Yes, there is a future for editing
An able editor, Brian Throckmorton, made an astute comment to yesterday’s post about the dismissal of the copy desk at the Raleigh newspaper, saying that the shrinkage of print editors and diminution of local coverage doesn’t leave enough work to justify a full copy desk and that regional editing hubs may not be ideal but are practical.
Steve Yelvington posted a complementary opinion yesterday at his blog, “Let’s bury the nightside copy desk.” The world of the print copy desk is gone, not to return, he says, and it’s time to give up on the concept. (If I can, just to a degree, demur, to the extent that newspapers continue to publish print editions—which even in decay are still the greatest source of revenue—copy editors are necessary for their production.)
Mr. Yelvington makes a couple of salient points:
[E]diting should be tightly coupled with newsgathering and writing. If your newsgathering process isn't producing clean, publishable copy, you're not ready for a digital world. Fix it.
Print is, at best, a static fork of a continuous digital process. If you're waiting to post news until it's edited for print, you're killing your job. If you're posting news on the Web that isn't of publication quality, you're killing your job.
And there, I think, is the point that is missed by the managers who are eliminating copy desks. They would be better advised to find ways to incorporate copy editors more thoroughly into the production of the electronic editions.*
It has apparently been thought at high levels that because people will spend an inordinate amount of time on the Internet looking at photographs of cats accompanied by ungrammatical captions, that they will read anything online. Thus, engaging copy editors to improve the accuracy, clarity, and concision of online prose would simply waste money.
I suspect that as news organizations grow savvier about interpreting the available metrics—not just how many page views an article gets, but also how long the reader spends on it and whether the reader returns to the site—it will be discovered that the quality of the material does matter if the publication is to capture the readers the advertisers are looking for.

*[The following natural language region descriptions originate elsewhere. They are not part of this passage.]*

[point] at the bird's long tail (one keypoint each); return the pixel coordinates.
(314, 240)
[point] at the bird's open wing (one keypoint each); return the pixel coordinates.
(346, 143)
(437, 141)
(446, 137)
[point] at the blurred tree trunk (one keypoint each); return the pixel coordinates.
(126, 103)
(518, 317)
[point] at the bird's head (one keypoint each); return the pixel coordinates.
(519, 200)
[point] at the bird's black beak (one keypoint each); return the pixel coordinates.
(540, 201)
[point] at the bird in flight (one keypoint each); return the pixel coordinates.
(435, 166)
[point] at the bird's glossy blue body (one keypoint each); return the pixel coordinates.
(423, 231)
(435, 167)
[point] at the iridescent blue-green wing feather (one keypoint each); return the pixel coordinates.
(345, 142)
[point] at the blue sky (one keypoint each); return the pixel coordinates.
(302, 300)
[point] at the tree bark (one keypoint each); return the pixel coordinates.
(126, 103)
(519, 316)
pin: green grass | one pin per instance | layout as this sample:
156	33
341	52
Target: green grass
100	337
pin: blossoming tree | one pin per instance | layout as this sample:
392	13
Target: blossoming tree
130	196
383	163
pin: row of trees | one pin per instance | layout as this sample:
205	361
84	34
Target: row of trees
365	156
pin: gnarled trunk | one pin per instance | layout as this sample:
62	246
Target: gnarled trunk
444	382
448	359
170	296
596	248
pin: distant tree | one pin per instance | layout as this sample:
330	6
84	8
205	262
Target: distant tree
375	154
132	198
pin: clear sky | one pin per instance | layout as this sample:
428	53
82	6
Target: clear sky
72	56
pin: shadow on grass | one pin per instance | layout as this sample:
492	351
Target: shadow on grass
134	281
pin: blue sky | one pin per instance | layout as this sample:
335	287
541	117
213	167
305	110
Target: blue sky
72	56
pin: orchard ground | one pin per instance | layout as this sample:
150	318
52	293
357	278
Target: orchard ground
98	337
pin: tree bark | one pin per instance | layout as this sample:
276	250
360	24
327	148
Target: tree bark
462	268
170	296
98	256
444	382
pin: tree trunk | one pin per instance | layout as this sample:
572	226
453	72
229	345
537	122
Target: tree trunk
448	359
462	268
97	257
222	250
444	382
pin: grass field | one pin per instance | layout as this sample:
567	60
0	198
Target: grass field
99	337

Unfortunately, by the time the publishers make this discovery, they will have put one of their most valuable resources out on the curb.
*Not all copy editors will welcome the new environment, and some may be so habit-bound that they cannot make the adjustment. (Newspaper journalists’ resistance to change makes the Vatican bureaucracy look innovative and fleet-footed.) But those who can make the adjustment possess the skills and the temperament to accomplish the task.